今日は母の被害について、先週、事情聴取された内容をもとに
まとめられた司法警察職員面前調書(供述調書)と被害届の確認・署名押印が行われた。
当初は母と弟夫婦が立ち会う予定だったが、急遽、私も立ち会うことになった。

まとめられた調書を警察職員の人に読み上げてもらい、内容を確認した。
その調書によって、初めて事件の流れがわかった。
母が私に被害について話した時は、既に警察官の聴取が終わった後だったが、その時点では既に母の記憶がさらに曖昧になっていて、
なぜキャッシュカードを渡すことになったのかという点がさっぱり判らなかったのだ。

事情聴取に立ち会ってくれたお嫁さんが言うには、
「お義母さんの断片的な話を、よくまあ、文章にまとめあげてくれたわ!」
このあと被害届の受理番号が付くそうだ。
被害にあった金融機関への届け出等にこの受理番号を記載することになるらしい。

警察職員が帰った後、今後について、母と、弟夫婦と話し合った。
金融機関関係の手続きは私がやることになり、通帳やキャッシュカード等も今後は私が管理する。
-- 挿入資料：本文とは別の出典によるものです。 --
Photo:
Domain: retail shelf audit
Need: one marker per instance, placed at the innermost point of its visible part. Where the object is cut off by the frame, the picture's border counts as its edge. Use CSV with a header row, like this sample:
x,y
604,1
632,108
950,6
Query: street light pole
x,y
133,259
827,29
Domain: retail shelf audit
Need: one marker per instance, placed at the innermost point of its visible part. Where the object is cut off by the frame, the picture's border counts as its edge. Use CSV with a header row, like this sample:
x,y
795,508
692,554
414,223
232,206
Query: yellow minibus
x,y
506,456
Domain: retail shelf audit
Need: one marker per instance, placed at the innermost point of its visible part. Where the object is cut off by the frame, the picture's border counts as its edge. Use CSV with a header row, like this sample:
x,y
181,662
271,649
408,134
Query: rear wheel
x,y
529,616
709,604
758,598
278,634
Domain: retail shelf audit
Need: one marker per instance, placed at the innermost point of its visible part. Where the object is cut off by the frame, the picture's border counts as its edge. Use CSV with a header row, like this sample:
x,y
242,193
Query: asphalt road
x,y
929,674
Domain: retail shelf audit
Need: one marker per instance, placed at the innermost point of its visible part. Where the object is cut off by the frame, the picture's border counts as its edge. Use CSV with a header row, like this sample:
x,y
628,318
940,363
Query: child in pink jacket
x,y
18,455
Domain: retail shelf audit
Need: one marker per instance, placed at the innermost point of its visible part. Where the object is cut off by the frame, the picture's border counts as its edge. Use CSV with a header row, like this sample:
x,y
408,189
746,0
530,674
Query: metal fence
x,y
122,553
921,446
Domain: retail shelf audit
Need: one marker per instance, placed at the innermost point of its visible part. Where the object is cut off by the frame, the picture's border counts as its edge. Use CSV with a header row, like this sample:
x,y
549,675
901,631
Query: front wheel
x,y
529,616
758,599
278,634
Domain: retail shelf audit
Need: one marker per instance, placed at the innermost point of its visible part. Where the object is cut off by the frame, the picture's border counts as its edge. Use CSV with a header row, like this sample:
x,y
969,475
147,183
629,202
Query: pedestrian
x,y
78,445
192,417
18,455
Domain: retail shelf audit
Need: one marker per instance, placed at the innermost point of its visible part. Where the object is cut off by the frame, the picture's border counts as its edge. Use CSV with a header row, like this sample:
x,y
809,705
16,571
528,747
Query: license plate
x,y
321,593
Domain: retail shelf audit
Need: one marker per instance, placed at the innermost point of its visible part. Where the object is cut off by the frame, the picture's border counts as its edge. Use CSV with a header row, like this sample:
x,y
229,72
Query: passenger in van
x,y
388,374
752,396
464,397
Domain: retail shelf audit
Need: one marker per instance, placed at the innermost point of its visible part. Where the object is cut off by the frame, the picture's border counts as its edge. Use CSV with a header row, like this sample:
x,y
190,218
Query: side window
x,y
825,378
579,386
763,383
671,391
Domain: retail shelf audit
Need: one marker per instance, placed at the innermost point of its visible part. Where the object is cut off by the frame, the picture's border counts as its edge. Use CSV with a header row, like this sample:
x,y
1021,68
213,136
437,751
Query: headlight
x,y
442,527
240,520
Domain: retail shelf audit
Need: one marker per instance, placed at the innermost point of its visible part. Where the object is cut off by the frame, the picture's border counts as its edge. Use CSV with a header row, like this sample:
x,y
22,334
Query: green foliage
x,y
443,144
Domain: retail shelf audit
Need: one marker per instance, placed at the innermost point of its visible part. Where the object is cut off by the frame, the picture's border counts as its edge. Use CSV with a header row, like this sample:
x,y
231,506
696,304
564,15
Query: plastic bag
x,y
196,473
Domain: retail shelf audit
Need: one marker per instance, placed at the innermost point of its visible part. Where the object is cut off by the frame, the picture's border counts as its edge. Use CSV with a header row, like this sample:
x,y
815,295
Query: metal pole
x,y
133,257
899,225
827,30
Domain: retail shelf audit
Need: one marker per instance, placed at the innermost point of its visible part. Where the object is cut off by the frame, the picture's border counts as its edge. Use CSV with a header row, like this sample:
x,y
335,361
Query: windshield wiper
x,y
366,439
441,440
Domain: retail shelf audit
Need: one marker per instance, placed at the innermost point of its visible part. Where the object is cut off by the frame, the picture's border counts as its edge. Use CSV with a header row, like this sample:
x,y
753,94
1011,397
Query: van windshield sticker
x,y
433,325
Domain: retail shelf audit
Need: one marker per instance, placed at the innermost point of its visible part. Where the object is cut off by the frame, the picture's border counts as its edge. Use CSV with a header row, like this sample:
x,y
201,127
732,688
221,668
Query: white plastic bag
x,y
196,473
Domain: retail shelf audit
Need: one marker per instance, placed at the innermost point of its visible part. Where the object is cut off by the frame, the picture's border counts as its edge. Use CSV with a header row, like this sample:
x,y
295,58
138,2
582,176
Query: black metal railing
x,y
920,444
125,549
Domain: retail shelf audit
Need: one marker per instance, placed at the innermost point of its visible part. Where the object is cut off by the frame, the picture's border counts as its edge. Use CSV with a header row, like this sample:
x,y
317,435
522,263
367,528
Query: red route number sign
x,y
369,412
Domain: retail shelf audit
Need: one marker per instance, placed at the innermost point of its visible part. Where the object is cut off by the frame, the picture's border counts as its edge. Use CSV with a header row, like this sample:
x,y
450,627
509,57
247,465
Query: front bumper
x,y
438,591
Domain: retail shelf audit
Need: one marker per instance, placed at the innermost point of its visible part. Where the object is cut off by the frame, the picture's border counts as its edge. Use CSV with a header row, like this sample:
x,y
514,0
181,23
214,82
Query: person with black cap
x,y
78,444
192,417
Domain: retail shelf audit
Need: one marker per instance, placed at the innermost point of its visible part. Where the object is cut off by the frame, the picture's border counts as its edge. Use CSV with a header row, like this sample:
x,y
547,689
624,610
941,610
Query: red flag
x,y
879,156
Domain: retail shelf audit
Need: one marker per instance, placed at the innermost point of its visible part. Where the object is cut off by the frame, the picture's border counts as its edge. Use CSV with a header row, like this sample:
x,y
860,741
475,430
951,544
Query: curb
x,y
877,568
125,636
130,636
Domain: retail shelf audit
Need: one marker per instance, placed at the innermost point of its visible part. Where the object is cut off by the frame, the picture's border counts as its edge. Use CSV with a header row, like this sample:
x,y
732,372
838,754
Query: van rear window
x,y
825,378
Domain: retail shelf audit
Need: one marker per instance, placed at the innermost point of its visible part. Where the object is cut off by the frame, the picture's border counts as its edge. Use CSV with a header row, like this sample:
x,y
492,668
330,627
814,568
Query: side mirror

父の通帳等については既に私が管理していたが、母の通帳等についても、少しずつ整理をしていき、いつかは渡してもらうことになるだろうと思っていた。
でも、そのいつかは、漠然と、数年先のことだろうと思っていたのだ。
その判断が甘かったのだと言われても仕方がない。

母は繰り返し、
「どうしてキャッシュカードを2枚も渡しちゃったのかしら?
 テレビで見ていて、知っていたのに、どうしてかなぁ?」
と言っている。
パニックになって、正常な判断ができなくされてしまうのだろう。

1つの金融機関は当座貸越契約になっていたため、
普通預金残高を全額引き出された後、
さらに定期預金を担保にして借り入れ出来る分まで
引き出されていたため、
今日、母と一緒にその金融機関に言って、
定期預金を解約して、普通預金に入金し
借り入れになってしまった分を解消。
さらに、当座貸越契約を中止。
キャッシュカードの再発行と暗証番号の再設定をしてきた。

母は、キャッシュカードはもう作らないと言っていたが、
通帳と印鑑で下ろすという方法だけでは、
本人が入院してしまったり、
文字が書けなくなったりしたら、
預金を下ろせなくなってしまう。
だから、やはりキャッシュカードはつくって、
家族が預かっておくしかないのだ。

同じ趣旨から、他に定期になっているものも、
解約して普通預金に預け替えるのもやっておかねば・・・

実は、今回、多額の被害に遭ってしまったのには、
キャッシュカードで引き出すことができる普通預金の残高が
多くなっていたことによる。
この段階で、母から通帳やキャッシュカードを預かっておくべきだったのだろう。
でも、通帳やキャッシュカードを預からせてもらうということは、
「あなたには預金の管理ができないと判断しました。
 あなたはお金を自由には使ってはいけません。」
と宣告するのと同じだから、その時期はかなり後になってから・・・
という思いがあった。

でも、多額の被害に遭ってしまった今、もう、そう躊躇していられない。
一度騙された人は、お金がなくなるまで何度も騙され続けるのが世の常だから。
母もさすがに今回の件があったので、通帳やキャッシュカードを渡すことに文句を言わなかった。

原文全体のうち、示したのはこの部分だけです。